Le contexte financier est très mauvais pour l’émission d’actions ordinaires. Depuis le début de l’année, la valeur de celles de BNP Paribas, du Crédit Agricole et de la Société Générale ont chuté de 35 à 50%. Les banques peuvent aussi se départir d’actifs jugés non essentiels. Malchance, il y a peu d’acheteurs dans le présent contexte. Une braderie équivaudrait à une perte en capital.

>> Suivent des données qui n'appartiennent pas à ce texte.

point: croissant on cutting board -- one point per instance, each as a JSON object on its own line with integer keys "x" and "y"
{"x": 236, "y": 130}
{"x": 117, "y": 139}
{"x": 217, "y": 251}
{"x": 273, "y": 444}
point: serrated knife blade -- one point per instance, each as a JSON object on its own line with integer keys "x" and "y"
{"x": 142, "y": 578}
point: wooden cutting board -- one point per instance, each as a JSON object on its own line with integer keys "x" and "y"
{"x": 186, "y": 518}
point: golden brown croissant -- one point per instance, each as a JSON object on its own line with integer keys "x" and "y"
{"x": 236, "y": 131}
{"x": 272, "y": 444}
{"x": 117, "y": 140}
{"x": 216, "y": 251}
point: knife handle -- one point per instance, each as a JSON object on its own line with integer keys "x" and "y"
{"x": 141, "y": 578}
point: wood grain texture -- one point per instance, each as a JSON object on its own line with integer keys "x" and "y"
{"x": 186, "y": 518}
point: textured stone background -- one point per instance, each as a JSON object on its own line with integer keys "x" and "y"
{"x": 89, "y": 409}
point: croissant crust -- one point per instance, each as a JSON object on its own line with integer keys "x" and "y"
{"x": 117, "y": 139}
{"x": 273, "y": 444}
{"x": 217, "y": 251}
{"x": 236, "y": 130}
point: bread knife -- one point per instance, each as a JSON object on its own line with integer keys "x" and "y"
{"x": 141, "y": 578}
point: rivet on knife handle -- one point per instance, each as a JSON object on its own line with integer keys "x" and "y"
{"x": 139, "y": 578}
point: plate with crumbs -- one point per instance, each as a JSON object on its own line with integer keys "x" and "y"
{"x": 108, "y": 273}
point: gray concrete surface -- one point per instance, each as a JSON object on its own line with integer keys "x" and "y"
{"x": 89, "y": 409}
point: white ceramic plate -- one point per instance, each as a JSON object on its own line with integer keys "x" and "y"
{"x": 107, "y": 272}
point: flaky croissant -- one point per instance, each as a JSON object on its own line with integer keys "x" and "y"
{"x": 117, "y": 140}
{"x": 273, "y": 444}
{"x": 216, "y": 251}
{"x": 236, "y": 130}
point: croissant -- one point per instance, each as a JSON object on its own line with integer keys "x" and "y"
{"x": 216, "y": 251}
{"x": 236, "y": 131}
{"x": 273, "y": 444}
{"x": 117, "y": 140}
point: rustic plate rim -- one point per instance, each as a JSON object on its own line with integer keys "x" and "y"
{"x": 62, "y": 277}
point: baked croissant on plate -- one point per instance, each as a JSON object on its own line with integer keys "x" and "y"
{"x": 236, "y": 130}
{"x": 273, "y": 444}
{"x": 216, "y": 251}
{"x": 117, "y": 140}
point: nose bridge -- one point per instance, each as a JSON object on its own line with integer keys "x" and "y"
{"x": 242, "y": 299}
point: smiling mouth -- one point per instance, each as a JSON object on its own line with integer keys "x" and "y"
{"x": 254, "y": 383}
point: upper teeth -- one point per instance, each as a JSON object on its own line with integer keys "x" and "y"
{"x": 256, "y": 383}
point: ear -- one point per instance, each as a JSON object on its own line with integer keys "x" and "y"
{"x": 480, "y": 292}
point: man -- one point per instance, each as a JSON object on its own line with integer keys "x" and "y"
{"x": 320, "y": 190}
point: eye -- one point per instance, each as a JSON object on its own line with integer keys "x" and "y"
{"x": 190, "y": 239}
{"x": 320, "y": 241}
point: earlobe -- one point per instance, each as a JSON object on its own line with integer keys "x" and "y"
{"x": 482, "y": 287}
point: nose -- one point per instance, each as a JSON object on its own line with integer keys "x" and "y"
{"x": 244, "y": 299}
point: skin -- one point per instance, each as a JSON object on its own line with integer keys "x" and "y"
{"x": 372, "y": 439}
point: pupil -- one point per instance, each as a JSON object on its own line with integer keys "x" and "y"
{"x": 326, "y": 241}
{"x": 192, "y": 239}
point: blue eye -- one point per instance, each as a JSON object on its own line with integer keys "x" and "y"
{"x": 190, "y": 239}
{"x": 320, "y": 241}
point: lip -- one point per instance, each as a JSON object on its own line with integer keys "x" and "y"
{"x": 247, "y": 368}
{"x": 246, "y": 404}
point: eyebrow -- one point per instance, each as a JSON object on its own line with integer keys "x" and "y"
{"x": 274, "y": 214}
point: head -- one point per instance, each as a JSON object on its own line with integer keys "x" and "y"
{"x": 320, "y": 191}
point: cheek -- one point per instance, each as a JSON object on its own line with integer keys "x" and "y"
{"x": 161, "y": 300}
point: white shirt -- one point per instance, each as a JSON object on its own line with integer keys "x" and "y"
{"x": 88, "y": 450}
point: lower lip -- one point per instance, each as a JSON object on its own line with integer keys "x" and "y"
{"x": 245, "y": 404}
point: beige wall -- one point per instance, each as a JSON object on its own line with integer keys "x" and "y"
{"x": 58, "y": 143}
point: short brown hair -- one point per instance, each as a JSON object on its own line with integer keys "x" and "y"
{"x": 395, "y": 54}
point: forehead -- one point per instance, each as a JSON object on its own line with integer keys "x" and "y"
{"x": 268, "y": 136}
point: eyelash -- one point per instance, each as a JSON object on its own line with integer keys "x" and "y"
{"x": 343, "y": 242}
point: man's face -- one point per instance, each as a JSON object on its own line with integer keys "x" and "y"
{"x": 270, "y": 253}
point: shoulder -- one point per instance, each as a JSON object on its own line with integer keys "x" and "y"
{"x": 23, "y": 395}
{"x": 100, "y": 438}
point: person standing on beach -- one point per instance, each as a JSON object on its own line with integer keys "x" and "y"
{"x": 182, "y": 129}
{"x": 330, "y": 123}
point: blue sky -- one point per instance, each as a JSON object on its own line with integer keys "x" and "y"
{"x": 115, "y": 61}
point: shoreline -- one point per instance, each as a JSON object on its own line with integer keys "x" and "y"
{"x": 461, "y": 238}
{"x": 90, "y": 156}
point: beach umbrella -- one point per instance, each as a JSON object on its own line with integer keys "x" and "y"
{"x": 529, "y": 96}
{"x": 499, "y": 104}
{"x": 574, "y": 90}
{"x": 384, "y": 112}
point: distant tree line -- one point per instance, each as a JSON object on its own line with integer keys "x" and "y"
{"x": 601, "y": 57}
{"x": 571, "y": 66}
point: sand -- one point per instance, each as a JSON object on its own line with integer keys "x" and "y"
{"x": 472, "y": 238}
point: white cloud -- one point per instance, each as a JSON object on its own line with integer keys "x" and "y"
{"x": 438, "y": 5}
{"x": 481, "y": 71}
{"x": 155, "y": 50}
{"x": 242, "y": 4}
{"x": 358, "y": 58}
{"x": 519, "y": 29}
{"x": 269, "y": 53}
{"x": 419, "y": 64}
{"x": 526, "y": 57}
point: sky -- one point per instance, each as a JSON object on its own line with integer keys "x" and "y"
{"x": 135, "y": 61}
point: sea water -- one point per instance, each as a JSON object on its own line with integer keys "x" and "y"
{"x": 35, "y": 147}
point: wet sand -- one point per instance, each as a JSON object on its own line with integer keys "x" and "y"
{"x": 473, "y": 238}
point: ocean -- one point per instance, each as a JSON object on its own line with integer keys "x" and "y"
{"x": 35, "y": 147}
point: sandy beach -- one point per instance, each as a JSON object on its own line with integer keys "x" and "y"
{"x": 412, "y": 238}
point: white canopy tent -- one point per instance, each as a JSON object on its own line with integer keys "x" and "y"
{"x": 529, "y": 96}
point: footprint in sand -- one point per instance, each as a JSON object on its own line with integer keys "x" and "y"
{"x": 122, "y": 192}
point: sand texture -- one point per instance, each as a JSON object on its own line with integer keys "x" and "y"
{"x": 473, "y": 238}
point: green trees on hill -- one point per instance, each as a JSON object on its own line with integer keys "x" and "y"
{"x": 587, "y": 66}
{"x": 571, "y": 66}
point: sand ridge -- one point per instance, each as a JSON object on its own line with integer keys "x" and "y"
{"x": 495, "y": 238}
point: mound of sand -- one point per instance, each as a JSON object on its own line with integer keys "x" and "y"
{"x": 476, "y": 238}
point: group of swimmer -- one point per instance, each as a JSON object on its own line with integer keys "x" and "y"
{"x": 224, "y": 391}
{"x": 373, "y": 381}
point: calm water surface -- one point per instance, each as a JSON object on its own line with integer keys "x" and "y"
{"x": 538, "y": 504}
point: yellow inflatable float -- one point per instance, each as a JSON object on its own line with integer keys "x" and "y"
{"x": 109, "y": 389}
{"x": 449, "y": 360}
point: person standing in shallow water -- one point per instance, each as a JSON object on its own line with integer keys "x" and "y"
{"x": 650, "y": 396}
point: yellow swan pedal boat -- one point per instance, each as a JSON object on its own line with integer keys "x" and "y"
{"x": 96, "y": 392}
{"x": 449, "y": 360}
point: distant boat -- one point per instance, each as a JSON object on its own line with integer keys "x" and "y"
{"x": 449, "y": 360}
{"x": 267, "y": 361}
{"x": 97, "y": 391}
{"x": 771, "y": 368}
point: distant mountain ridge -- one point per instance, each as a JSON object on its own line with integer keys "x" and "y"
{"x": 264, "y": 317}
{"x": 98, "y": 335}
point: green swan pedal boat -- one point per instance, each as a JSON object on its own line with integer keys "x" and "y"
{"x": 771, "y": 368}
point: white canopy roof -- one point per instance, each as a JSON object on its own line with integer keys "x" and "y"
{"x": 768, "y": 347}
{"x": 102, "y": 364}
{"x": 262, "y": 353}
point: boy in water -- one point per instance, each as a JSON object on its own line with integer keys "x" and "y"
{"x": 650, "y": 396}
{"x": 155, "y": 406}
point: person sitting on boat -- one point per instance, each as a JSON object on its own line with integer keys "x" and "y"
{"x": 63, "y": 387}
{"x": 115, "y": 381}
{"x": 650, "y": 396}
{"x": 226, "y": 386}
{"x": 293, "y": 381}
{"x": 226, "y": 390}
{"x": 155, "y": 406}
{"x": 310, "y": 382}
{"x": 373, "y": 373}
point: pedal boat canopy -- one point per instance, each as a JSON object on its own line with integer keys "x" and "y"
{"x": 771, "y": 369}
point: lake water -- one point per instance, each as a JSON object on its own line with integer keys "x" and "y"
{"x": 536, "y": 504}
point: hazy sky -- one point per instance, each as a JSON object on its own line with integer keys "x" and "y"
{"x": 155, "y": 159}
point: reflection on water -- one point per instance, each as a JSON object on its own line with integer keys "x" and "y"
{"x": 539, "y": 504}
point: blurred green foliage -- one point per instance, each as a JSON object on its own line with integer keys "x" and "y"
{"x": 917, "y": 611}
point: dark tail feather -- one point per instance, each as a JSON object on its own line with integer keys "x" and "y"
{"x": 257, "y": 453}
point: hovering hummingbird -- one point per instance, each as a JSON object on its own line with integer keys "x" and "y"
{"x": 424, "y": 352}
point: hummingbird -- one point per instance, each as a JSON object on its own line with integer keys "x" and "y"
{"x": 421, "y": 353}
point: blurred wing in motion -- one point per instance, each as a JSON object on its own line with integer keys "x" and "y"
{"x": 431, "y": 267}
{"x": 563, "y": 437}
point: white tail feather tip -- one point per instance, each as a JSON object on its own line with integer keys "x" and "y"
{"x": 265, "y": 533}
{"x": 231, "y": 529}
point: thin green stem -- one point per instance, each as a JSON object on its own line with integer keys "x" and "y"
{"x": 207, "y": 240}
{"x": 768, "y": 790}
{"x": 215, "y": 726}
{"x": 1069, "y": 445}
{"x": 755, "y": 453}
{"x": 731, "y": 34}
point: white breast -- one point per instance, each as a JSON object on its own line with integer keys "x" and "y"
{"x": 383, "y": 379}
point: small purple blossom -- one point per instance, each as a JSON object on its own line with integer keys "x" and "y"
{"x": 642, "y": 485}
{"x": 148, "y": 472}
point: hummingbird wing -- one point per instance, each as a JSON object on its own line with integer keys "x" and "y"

Il reste encore la nationalisation partielle, comme Londres s’est résolu à le faire avec ses banques en 2009.

Financer des entrées au capital, alors que Paris doit faire preuve d’austérité budgétaire, paraît périlleux à quelques mois d’élections présidentielles.

Il semble de plus en plus évident, malgré les divergences de point de vue entre la France et l’Allemagne, que les dirigeants européens devraient se mettre d’accord pour étendre de façon significatif le Fonds Européen de Stabilité Financière (FESF) lors du sommet de dimanche prochain.

source Financial Times

Pour le Die Presse, cette mesure illusoire ne résoudra pas les vrais problèmes :

« Un fonds de sauvetage de l’euro étendu de cette manière vise à calmer les marchés financiers et à faciliter la vente de nouvelles obligations souveraines. Mais les marchés ne seront pas dupes bien longtemps. Car dans le fond, il n’y aura pas plus d’argent réel. Et les gouvernements feront aussi moins de réels efforts pour tenter de résoudre le problème de la dette elle même. Ne nous leurrons pas, l’accroissement de la masse monétaire pour les Etats endettés provoquera de l’inflation, des hausses d’impôts et des coupes douloureuses dans les prestations sociales. Il n’y a pas de miracles. Même le jackpot à la loterie existe parce que ceux qui perdent semaine après semaine, le payent. A cette différence près qu’à la loterie, chacun conserve la possibilité de choisir s’il veut participer, ou pas. »

source agences+express.be oct11

3 réponses »

  1. Tout nous est présenté comme « évident », « inévitable » et « TINA » mais je dois avoir la comprenette un peu lente.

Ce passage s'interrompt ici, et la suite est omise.